The Grieving Process
The grieving process is something will we all be subject to at one point or another in our lives. Although we all grieve differently, there are five stages that people usually follow- with or without being aware of it.
Grief can't be shared. Everyone carries it alone, his own burden, his own way.
--- Anne Morrow Lindbergh
My first experience of losing a family member was my grandfather passing. He passed on Halloween. I believe I was six or seven years of age. I felt overwhelming guilt thinking that I was selfishly begging for candy as he died of a heart attack.
The day of my Grandfathers funeral my parents, siblings and I went to my Grandmothers house.I felt consuming sadness and embarrassment as I sat in my grandparents’ living room, listening to my siblings laughing and goofing around while playing ping-pong downstairs.
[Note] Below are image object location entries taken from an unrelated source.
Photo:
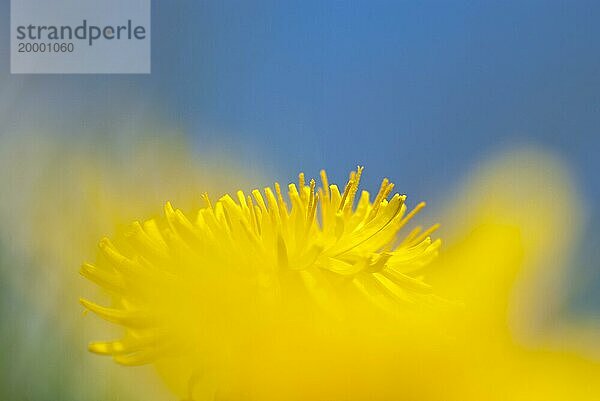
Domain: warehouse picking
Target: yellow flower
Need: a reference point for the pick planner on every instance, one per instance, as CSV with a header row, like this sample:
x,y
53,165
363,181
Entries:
x,y
255,298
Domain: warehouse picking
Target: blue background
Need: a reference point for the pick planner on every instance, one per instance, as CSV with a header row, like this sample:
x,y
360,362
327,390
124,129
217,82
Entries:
x,y
417,91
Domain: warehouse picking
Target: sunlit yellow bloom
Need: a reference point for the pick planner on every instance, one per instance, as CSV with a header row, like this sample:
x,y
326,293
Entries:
x,y
258,298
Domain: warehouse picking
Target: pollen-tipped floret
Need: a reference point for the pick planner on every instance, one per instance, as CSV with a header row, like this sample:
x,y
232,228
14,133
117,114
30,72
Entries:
x,y
212,284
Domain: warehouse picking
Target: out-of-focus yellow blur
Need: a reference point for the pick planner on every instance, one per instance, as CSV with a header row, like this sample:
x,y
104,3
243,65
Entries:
x,y
59,195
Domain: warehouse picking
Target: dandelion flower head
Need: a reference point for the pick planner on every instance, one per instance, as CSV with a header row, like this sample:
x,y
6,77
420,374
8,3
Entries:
x,y
260,294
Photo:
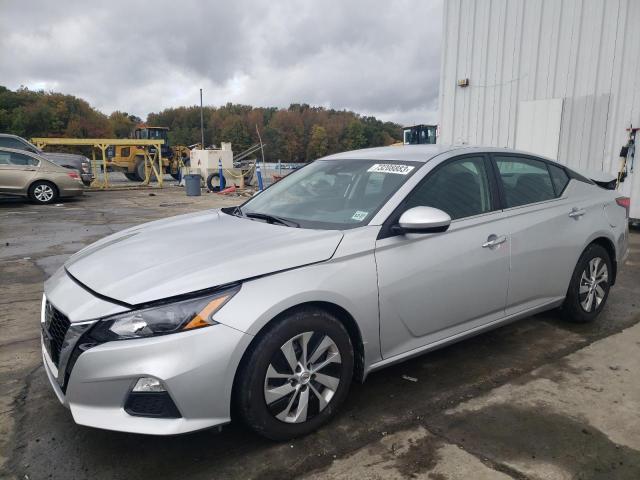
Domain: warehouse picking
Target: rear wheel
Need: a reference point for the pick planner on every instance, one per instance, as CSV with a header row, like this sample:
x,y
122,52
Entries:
x,y
296,376
590,284
43,192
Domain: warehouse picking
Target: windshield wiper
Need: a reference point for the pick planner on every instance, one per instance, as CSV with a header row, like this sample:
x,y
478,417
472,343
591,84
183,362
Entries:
x,y
273,219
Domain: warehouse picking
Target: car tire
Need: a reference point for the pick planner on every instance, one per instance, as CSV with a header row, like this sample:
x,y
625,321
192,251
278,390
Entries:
x,y
590,285
43,192
281,412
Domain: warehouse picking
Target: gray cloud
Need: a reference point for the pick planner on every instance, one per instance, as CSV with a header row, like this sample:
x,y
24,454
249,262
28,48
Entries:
x,y
375,57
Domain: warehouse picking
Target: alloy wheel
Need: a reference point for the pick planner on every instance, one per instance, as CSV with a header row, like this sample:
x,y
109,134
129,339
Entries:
x,y
302,377
593,284
43,192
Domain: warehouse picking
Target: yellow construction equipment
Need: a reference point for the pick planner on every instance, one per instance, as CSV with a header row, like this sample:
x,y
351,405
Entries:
x,y
130,158
150,151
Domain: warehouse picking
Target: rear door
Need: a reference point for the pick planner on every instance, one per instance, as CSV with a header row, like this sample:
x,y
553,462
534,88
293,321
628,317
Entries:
x,y
17,171
435,286
547,229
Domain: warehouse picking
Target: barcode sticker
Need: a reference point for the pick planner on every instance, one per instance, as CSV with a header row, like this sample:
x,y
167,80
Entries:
x,y
391,168
360,215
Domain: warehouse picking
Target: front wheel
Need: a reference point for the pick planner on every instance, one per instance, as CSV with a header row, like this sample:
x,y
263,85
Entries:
x,y
43,192
296,376
590,284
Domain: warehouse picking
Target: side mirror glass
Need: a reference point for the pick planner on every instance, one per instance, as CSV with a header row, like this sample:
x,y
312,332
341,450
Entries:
x,y
423,220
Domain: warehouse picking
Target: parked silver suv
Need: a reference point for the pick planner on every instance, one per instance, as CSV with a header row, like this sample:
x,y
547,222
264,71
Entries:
x,y
352,263
67,160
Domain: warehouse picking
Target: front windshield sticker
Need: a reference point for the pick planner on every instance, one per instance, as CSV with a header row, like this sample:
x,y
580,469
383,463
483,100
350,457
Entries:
x,y
360,215
391,168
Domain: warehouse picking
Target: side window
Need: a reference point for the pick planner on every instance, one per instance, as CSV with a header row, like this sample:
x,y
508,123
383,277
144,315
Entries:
x,y
524,180
459,187
23,160
559,178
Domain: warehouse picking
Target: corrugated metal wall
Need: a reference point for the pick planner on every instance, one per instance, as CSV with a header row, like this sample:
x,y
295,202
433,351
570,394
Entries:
x,y
586,52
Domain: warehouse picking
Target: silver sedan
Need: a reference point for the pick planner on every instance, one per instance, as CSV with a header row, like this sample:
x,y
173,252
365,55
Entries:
x,y
352,263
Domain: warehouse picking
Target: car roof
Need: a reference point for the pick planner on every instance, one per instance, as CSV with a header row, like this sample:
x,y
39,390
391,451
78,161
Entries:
x,y
422,153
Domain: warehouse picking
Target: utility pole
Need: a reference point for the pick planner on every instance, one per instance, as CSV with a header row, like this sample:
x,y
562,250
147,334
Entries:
x,y
201,123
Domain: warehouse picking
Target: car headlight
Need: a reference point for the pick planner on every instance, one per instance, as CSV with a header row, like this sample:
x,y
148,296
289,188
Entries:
x,y
167,318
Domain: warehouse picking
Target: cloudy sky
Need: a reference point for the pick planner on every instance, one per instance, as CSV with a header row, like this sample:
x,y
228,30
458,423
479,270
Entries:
x,y
379,57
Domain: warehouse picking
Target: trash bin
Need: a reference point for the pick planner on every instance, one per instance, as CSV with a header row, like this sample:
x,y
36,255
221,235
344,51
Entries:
x,y
192,185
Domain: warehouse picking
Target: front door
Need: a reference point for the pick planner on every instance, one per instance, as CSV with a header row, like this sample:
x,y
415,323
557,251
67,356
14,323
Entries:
x,y
436,286
16,171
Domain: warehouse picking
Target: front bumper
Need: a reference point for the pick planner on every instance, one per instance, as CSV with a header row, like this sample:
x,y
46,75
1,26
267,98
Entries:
x,y
197,368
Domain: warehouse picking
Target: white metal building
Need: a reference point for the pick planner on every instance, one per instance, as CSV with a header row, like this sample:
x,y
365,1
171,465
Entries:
x,y
559,78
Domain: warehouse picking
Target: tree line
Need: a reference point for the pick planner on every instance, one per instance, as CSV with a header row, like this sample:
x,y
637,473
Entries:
x,y
298,133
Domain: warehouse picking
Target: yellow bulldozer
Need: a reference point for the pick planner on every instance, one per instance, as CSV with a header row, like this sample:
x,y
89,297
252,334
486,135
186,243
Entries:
x,y
130,159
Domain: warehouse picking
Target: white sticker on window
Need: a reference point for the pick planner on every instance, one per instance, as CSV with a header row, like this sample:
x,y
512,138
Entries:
x,y
359,215
391,168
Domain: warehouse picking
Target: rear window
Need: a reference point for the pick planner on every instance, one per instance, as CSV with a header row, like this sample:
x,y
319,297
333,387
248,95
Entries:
x,y
524,180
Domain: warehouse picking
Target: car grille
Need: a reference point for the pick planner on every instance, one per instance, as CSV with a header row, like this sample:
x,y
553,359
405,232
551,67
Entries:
x,y
54,330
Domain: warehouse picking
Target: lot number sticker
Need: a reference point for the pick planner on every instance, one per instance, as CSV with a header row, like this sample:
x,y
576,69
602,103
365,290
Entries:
x,y
359,215
391,168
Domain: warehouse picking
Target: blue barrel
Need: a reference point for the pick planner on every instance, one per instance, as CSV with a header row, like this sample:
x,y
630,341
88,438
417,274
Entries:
x,y
192,185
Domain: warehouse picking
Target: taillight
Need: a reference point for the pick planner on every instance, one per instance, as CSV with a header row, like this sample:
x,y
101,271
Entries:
x,y
624,202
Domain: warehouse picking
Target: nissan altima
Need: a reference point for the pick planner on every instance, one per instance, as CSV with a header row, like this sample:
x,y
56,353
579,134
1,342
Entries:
x,y
359,260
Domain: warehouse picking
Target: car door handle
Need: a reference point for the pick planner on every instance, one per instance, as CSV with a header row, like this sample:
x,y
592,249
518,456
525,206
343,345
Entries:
x,y
577,212
494,241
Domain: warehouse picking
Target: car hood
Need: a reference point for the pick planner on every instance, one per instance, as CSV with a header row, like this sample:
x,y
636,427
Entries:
x,y
192,252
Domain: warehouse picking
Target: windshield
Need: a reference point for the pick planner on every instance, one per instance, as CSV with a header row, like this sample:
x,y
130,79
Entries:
x,y
332,194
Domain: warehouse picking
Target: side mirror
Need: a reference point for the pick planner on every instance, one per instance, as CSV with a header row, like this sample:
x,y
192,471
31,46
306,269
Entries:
x,y
423,220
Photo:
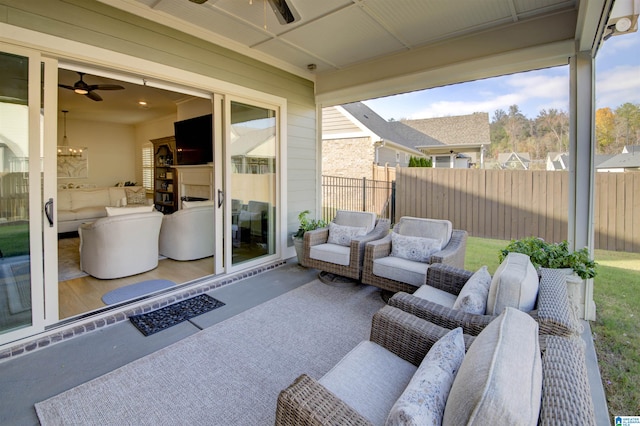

As my grandmother cry into her double shot of bourbon, I wept for the lack of consideration they possessed.
I did not cry for the loss of my Grandfather that day. I remember gazing at this man laying in a box, dressed so elegantly in a suit with arms crossed over his chest. He did not seem real to me. This man was not my Grandfather. I felt, well...nothing.
I did not grieve for him until many years later. However, when I cried, I felt as if he died the day my first tear fell. The hurt was so deep, aching within my heart. My stomach in knots as if I was to throw up at any moment. I felt sadness for my Mother who lost her Father. I felt anguish towards my Grandma who had lost her husband.
Helpful Sources For Loss
When we experience something that is horrific or a loss to us personally, we deny. We deny because we are just not ready to accept this as a true happening. Denial is an unconscious way of protecting yourself from the truth. People often find themselves telling the story of their loss over and over, which is one way that our mind deals with trauma. As denial fades, it is slowly replaced with the reality of the loss.
Slowing the truth creeps in and you begin to feel angry. We become angry at the loss we are experiencing. We blame others for our loss. We can become easily agitated and turn our anger on others. We can even become angry with ourselves. Personally, I feel that although you may express your anger at the wrong person, at least you are expressing your anger. The worst thing you can do is keep it inside. Repressed anger is like a shaken bottle of Champagne, it builds and builds pressure until eventually the cork is pops and it is everywhere.
It's only human not to want to have a loss of a loved one. Bargaining tends to take place with your God or Higher Power. You make a deal to take away what has happened. You may even say something like, 'Take my life and give hers back.'
The loss of a loved one or any experience that causes great pain can and most likely trigger the onset of depression. Loss of energy, bouts of tearfulness and the feelings of pain and loneliness are normal. To not feel sad or depressed would be abnormal. But, depression is a stage,if you find yourself not moving on after a respectable time-frame, consult your doctor.
It is foolish and wrong to mourn the men who died. Rather we should thank God
that such men lived.
---George S. Patton, Jr
This is the stage inwhich you feel you can go on. You have accepted the loss. Many feel that by accepting the loss you are 'forgetting' or should have no feelings about it any longer. This is false. To forget would be apart of denial, it would be easier to deal with it that way. Not a part of this stage. You will always feel a sadness or an emptiness where that person or event was involved. But with acceptance, you can look back but still move forward. It is about not being stuck in the loss.
To find acceptance you must experience the stages, as hard as they are.
You will feel whole again. As hard as the loss is on you now, it will come. Allow yourself to feel angry and sad. Don't put on a 'brave face' to please others, allow yourself the emotions. By dealing with the loss you will eventually heal. My thoughts are with you.